Death toll estimates in towers' collapse vary by 1,800

Lists abound

New York stands by figure of 4,764


NEW YORK - Six weeks after the twin towers collapsed, the companies and organizations feared to have sustained the greatest losses of life have completed their official count of their missing and presumed dead.

But the total - which includes those lost by Cantor Fitzgerald, the New York Fire Department, the more than 165 diners and staff at Windows on the World, as well as the passengers on the two planes - comes to 2,445.

Even when the unofficial and single-digit losses suffered by 125 other companies at the World Trade Center are added, as well as a group of victims not connected to any particular company, the total dead in the disaster reaches only about 2,950, according to a count by The New York Times.

That figure, sure to change in the days to come, is nonetheless about 1,800 fewer than the list of the dead and missing kept and updated daily by the city, which this week stood at 4,764.

City officials, who have lowered their number by about 500 over the past three weeks, refuse to offer projections on a final number as they continue to identify bodies, confirm deaths and sift through duplications and errors.

But explaining this yawning discrepancy a month and a half after Sept. 11 has become increasingly difficult for the New York authorities involved, as news organizations, government agencies and officials from the American Red Cross and New Jersey create their own lists of losses.

For some, including relief officials and researchers studying the disaster, the lingering puzzle of the numbers of dead and missing raises the question of whether the final total could be much closer to 3,000 than the once-anticipated highs of 5,000 to 6,000, figures that in many ways have taken hold in the public consciousness.

"Where are these people?" asked Luis Garcia, the American Red Cross administrator in charge of the grants being given to families of victims.

No one involved in accounting for the dead - the New York Police Department, and the Port Authority of New York and New Jersey - knows of some additional company based at the World Trade Center that is likely to produce a large number of losses, much less anything on the scale of the hundreds lost by Cantor Fitzgerald or Marsh & McLennan.

There has also been no report of a large tour or other organized group of visitors that would number in the hundreds. And given the considerable success before the collapse of the towers in evacuating the ground level of the trade center complex and the concourses below, there have been no indications that hundreds of casual visitors died there.

From the start, the city has collected all reports of possibly missing people and, while its working number has fluctuated wildly, the New York Police Department has worked to confirm cases and rule out duplications and errors.

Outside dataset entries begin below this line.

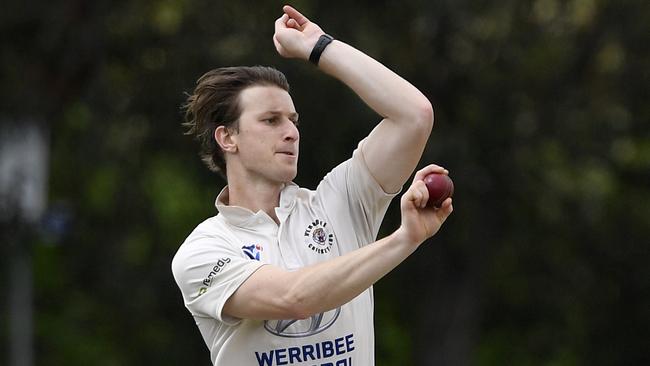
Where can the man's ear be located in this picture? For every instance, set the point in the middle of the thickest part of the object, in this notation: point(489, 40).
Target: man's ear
point(223, 135)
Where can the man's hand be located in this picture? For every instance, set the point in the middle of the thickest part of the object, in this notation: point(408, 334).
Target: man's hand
point(295, 36)
point(420, 222)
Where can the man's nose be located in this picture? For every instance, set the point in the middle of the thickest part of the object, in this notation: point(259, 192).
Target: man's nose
point(291, 132)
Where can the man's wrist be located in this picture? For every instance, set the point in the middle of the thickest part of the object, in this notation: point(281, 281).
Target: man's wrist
point(323, 41)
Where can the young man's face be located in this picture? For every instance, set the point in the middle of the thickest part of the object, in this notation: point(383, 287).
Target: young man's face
point(267, 141)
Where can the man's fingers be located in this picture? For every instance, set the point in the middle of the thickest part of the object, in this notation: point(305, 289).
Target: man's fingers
point(295, 14)
point(418, 194)
point(281, 22)
point(432, 168)
point(291, 23)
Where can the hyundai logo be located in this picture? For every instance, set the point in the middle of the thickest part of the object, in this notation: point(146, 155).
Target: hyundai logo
point(298, 328)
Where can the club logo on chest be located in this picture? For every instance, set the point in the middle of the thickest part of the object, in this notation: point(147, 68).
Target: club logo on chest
point(319, 237)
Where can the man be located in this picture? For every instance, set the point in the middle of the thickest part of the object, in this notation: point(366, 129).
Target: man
point(283, 275)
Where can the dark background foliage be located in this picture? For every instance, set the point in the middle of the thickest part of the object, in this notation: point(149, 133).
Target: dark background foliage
point(542, 112)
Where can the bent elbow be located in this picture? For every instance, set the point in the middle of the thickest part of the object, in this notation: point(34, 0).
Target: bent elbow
point(425, 114)
point(299, 306)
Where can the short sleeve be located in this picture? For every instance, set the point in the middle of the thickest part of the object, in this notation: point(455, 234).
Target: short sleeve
point(352, 196)
point(208, 269)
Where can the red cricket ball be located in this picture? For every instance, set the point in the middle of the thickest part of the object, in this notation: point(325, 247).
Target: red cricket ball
point(440, 187)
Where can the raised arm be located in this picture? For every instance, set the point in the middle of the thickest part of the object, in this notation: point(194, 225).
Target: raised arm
point(274, 293)
point(394, 147)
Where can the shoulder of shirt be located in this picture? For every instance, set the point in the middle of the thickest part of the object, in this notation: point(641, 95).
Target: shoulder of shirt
point(212, 228)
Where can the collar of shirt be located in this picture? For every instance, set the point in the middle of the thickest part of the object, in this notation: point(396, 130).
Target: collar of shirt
point(243, 217)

That effort has sliced the estimate of dead and missing from 6,700 to just below 4,800.

But throughout, citing privacy among other concerns, the city has said it will not release the list until its work is completed, and officials will not guess when. Officials have even denied their list to relief groups eager to get money to confirmed victims.

Any counts outside the Police Department tally could be inherently flawed, said Deputy Police Commissioner Thomas Antenen, because no one has information on the missing from as many sources as the city or had 200 police officers working on confirming the accuracy of this list.

The New York Times, the Associated Press and USA Today each have lists that show totals in the 2,600-to-2,950 range for people missing or dead from the trade center attacks, including the 157 on the two planes. The AP and USA Today have used a variety of sources to arrive at their totals, from company lists to obituaries to news accounts.